I welcome the idea of a screening programme for AF, provided it had the backing of more substantial, RCT based evidence. Ultimately, screening would see a rise in the number of people with an new diagnosis – do we have the resources to tackle that and are there more simple methods than a typical screening programme to identify atrial fibrillation and for patients to become more involved?
Yours sincerely,
Dr Jordan Wardrope,
MBChB, BMSc (Hons),
Junior Doctor in General Surgery
References:
1. Freedman B, Camm J, Calkins H, Healey JS et al. Screening for Atrial Fibrillation: a report of the AF-SCREEN International Collaboration. Circulation 2017; 135:1851-67
2. Lane DA, Skjøth F, Lip GYH, Larsen TB et al. Temporal trends in incidence, prevalence, and mortality of atrial fibrillation in primary care. J Am Heart Assoc 2017;6:e005155
3. Jacomelli J, Summers L, Stevenson A, Lees T et al. Impact of the first 5 years of a national abdominal aortic aneurysm screening programme. Br J Surg 2016;103(9):1125-31
4. Glover MJ, Kim LG, Sweeting MJ, Thompson SG et al. Cost-effectiveness of the National Health Service Abdominal Aortic Aneurysm Screening Programme in England. Br J Surg 2014;101(8):976-82
5. Dombrowski SU, Mackintosh JE, Sniehotta FF, Araujo-Soares V et al. The impact of the UK ‘Act FAST’ stroke awareness campaign: content analysis of patients, witness and primary care clinicians’ perceptions. BMC Public Health 2013;13(1):915
Competing interests: No competing interests
Yes we should, not only in order to avoid strokes, also to prevent mesenteric embolism and distal arteries obstruction. Main question remains what kind of anticoagulation once AF diagnosed. I have prescribed warfarin for forty years without bleeding, but with hypercoagulability when stopped, When INR is 2, warfarin is safe and efficient.

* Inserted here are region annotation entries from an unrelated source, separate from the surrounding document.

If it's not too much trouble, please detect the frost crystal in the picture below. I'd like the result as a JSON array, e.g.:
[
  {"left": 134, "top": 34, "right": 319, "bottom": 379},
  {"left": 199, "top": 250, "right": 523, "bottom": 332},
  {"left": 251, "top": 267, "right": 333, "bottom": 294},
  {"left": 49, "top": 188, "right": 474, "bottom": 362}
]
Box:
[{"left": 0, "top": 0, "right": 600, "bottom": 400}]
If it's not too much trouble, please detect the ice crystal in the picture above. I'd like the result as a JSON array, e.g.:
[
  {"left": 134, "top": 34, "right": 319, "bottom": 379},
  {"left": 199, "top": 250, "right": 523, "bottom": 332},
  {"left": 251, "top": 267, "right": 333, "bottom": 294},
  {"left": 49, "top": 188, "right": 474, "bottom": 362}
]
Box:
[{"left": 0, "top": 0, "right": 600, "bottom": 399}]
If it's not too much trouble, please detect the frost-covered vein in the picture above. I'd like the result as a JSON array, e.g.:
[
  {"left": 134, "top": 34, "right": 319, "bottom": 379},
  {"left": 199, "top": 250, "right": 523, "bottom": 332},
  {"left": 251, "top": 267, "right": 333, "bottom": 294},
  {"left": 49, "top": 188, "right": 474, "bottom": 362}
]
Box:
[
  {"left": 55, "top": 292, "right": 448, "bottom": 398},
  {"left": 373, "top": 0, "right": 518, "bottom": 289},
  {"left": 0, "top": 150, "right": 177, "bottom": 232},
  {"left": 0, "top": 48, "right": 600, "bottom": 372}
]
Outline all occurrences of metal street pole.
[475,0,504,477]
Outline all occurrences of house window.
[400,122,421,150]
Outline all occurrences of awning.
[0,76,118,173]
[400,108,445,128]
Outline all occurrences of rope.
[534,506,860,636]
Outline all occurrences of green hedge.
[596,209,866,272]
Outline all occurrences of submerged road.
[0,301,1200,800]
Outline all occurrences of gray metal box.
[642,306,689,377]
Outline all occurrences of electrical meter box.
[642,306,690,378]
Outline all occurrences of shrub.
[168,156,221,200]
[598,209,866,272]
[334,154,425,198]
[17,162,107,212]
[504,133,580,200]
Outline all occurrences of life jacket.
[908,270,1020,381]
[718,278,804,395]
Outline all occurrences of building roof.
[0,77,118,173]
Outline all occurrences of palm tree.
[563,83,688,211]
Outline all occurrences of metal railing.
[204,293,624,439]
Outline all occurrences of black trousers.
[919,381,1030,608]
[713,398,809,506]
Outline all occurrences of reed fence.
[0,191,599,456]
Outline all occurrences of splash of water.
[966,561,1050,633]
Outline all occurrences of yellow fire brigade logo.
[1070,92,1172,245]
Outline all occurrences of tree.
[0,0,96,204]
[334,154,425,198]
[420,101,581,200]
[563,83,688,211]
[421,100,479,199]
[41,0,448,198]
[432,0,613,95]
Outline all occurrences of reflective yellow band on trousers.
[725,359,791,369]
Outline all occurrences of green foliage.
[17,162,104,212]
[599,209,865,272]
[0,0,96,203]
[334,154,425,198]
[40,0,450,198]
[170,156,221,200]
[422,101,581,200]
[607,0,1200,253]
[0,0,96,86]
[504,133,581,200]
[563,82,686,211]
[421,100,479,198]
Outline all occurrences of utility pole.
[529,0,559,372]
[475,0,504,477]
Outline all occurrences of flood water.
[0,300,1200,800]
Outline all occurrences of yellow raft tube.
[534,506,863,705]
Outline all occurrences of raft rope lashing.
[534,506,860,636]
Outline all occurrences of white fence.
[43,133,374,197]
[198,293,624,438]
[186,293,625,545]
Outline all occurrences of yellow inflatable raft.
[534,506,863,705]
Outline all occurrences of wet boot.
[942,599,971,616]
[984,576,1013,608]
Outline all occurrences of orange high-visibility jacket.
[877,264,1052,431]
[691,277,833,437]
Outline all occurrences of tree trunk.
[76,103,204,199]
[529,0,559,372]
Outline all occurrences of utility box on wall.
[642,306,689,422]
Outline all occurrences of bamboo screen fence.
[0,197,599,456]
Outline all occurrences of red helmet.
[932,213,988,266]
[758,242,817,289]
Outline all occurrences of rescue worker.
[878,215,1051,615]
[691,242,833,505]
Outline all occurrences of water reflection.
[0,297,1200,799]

Competing interests: No competing interests
Re: Should we screen for atrial fibrillation?
Again a debate on af with little or no mention of patient choice either to be screened and labelled or treated.

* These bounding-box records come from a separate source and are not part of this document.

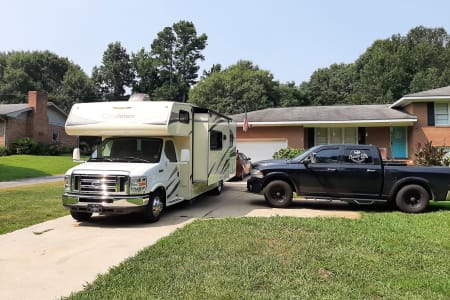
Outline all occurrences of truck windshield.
[90,137,163,163]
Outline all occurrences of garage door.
[237,140,287,162]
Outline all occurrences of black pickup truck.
[247,144,450,213]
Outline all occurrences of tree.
[133,21,208,102]
[92,42,135,100]
[0,51,94,111]
[189,61,280,114]
[54,65,99,111]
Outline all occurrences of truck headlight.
[130,177,147,194]
[250,169,264,178]
[64,175,70,192]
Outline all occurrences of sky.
[0,0,450,84]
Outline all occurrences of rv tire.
[144,191,164,223]
[211,181,223,195]
[70,211,92,222]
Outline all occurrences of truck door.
[334,146,383,198]
[298,147,340,196]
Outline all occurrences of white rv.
[62,97,236,222]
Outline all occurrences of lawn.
[0,181,69,234]
[69,210,450,299]
[0,155,82,181]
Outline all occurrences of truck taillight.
[64,175,70,192]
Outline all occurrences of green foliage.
[0,181,68,234]
[189,61,280,114]
[9,137,38,154]
[132,21,208,102]
[0,51,95,111]
[92,42,135,100]
[414,141,448,166]
[0,154,82,179]
[7,137,70,155]
[273,147,305,159]
[0,146,9,156]
[68,216,450,300]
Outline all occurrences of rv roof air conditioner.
[128,93,150,102]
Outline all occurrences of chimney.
[27,91,50,144]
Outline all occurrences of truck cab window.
[164,141,177,162]
[344,149,373,164]
[315,148,339,164]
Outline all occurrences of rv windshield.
[90,137,163,163]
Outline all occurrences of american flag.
[242,112,248,132]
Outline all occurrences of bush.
[273,147,305,159]
[10,137,38,154]
[414,141,448,166]
[0,146,9,156]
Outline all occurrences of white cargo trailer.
[62,98,236,222]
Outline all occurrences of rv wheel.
[211,181,223,195]
[144,191,164,223]
[70,211,92,222]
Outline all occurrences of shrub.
[414,141,448,166]
[10,137,38,154]
[0,146,9,156]
[273,147,305,159]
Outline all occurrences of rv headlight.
[130,177,147,194]
[250,169,264,178]
[64,175,70,192]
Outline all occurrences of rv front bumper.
[62,193,149,214]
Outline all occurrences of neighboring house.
[231,86,450,161]
[0,91,77,147]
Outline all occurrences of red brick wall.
[236,126,307,148]
[405,103,450,159]
[366,127,392,158]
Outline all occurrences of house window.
[314,127,358,145]
[434,103,450,126]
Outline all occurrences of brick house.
[231,86,450,161]
[0,91,77,147]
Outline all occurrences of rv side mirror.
[180,149,191,162]
[72,148,80,162]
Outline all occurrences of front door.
[391,127,408,159]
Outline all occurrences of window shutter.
[427,102,435,126]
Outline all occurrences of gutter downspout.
[0,118,7,147]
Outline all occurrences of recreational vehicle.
[62,96,236,222]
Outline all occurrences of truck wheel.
[144,192,164,223]
[70,211,92,222]
[211,181,223,195]
[264,180,292,208]
[395,184,430,213]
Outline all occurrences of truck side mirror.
[180,149,191,162]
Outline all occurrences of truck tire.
[144,191,164,223]
[70,210,92,222]
[395,184,430,213]
[264,180,292,208]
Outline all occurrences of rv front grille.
[72,174,129,195]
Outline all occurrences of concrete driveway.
[0,182,359,299]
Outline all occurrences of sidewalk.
[0,175,64,189]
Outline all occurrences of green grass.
[69,210,450,299]
[0,181,68,234]
[0,155,82,181]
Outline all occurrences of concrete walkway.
[0,178,360,300]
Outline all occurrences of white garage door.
[237,140,287,162]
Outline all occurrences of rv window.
[164,141,177,162]
[178,110,189,124]
[209,130,222,150]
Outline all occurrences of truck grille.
[72,174,129,195]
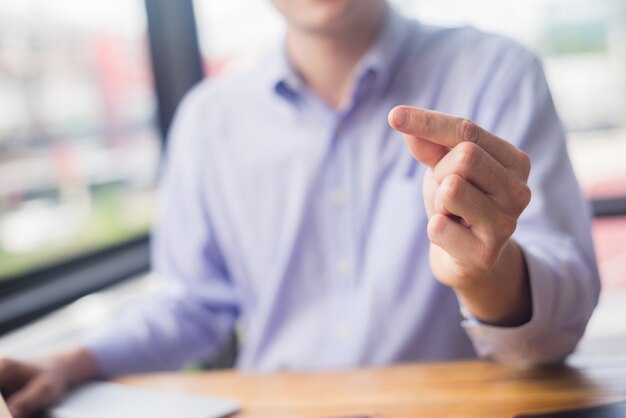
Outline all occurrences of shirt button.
[334,324,350,341]
[337,258,354,276]
[332,189,348,206]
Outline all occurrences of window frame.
[0,0,204,335]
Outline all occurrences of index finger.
[388,106,523,168]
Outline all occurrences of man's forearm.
[454,240,532,327]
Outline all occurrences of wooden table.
[119,361,626,418]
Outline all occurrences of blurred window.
[0,0,159,280]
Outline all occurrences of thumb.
[7,375,62,418]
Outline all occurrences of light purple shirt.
[81,7,599,375]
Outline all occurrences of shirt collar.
[267,6,409,99]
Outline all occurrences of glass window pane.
[0,0,159,279]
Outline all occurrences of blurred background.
[0,0,626,360]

No mention of the real world risk of bleeding (if indeed these figures are even remotely known to be true).
My main question though is the mathematics.
On the yes side we are told that there is a 7% mortality over 1.5 years in people with af and in the references up to 35% detected with af through screening. This would suggest many more deaths than seem to occur. What have I missed?
The debate needs the trial to answer, not opinion before the evidence.
It is interesting that this article appeared in the same BMJ issue as the article telling us that many years of shoulder surgery is probably not beneficial even when compared to physio, which in previous BMJ articles has also been shown to be of no long term benefit.